India’s progressive tax rate system has got incorporated into several products and services. When GST was announced, the administration passed a compelling and single norm regarding taxation on products. However, the discretionary pattern followed on petrol and diesel was vigilant when high central and state taxes was formidably introduced. Currently, it has become one of the apparent reasons why the citizens are being burdened with record-high costs. The crude oil has improved slightly since the pandemic emerged in 2020, stretching at 11.1 per cent but contradicts the upswing of petrol and diesel prices. During the same period, both have increased by 32.9 per cent and 31.5 per cent respectively. Let’s look at the troublesome moments prevalent across states-
The economic slowdown affected central and state governments big-time, and they had to look for an alternative for subsiding the demolishing impact. The national capital accumulates 55.8 per cent of pump prices on petrol, combining the central and state taxes. A glimpse of hope was retracted when some states, including Rajashthan, Meghalaya, Assam and West Bengal, voluntarily reversed hikes in state levies integrated. According to the RBI guidelines, the inflation curb could get enhanced following a cut in taxes on auto fuels. The central government didn’t adhere to the limitations and procured a massive pool of revenues out of petrol and diesel.
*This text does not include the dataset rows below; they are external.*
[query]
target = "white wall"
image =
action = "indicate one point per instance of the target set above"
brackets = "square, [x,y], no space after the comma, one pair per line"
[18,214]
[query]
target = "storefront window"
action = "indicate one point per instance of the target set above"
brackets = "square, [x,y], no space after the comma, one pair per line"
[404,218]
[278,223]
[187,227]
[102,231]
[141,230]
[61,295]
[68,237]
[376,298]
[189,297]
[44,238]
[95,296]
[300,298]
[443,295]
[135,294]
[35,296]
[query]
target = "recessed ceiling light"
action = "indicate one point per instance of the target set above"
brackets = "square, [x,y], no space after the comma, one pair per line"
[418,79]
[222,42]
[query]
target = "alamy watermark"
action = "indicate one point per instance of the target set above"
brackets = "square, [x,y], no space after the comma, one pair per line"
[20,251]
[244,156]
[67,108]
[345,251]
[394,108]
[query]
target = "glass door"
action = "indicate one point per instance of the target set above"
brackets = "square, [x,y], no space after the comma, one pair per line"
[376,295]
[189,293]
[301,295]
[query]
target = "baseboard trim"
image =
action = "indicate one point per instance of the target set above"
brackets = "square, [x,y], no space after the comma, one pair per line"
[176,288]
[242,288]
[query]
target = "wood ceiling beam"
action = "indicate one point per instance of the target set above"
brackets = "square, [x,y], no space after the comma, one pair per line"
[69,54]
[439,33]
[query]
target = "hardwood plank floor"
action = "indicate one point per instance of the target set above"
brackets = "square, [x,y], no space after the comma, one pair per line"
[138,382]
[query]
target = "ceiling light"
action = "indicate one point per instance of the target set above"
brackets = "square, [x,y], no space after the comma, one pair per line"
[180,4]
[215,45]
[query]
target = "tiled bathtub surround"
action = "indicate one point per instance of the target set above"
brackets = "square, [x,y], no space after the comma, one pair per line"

It is hard to understand and comprehend the high pricing policy adopted by the government amidst the global crisis. The Covid-19 pandemic has encumbered huge costs on several lives, and excessive pressure of inflation might depress the noteworthy stride of the Indian citizens. Considerably, it is inevitable that the government heeds on taxes revenue for carrying out expenditure, but a balancing figure would have solved the two dices of the problem certainly.
Opec’s Output Pact; What could it Define for India?
The OPEC+ group of countries carried out the pact, steered through a steep cut in crude oil production. It was a strategy induced to combat the effects of the searing fall in oil prices. While the Covid-19 pandemic perceived 18-year low crude oil figures, the economy stagnated as uncertainty grew on business-related activities. The situation improved as the buoyancy of the vaccination program hiked the crude oil prices up from $40 per barrel since October 2020.
India wasn’t massively impressed with the Opec+ group, criticizing its undertakings referring to the spiking crude oil prices. The policymakers, including Petroleum Minister of India, Dharmendra Pradhan blamed the high prices for sluggish economic revival in developing countries. However, the popping issue between the UAE and other OPEC+ countries could mean bad news for India.
Recently, the UAE government mentioned that although an increase in crude oil production is required, it doesn’t feel confined to the extension of the current two-year production agreement by six months. The OPEC Joint Ministerial Managing Committee stated that it has promulgated across nations, which UAE claimed to disproportional. As it disclosed that the baseline production reference wasn’t correctly reflecting their production capacity and hence accentuated a lower share of crude oil. Amid the global argument, India could suffer the consequences of the delayed decision.
The foretelling grasp by India was that the agreement would enact as a relief forming a lower crude oil pricing bracket. It would have provided a bolstering situation across the world. In 2021, the Oil Marketing Companies have reverberated to the high crude oil prices, hiking the price of petrol and diesel without paying attention to the inconvenience faced by the citizens. Pradhan has noted that his productive discussions with OPEC+ members could pave the way for sober prices. Consequently, the costs would decline, but the government wouldn’t hinge on reducing even a penny on taxes, and the gruelling prototype would never get abandoned.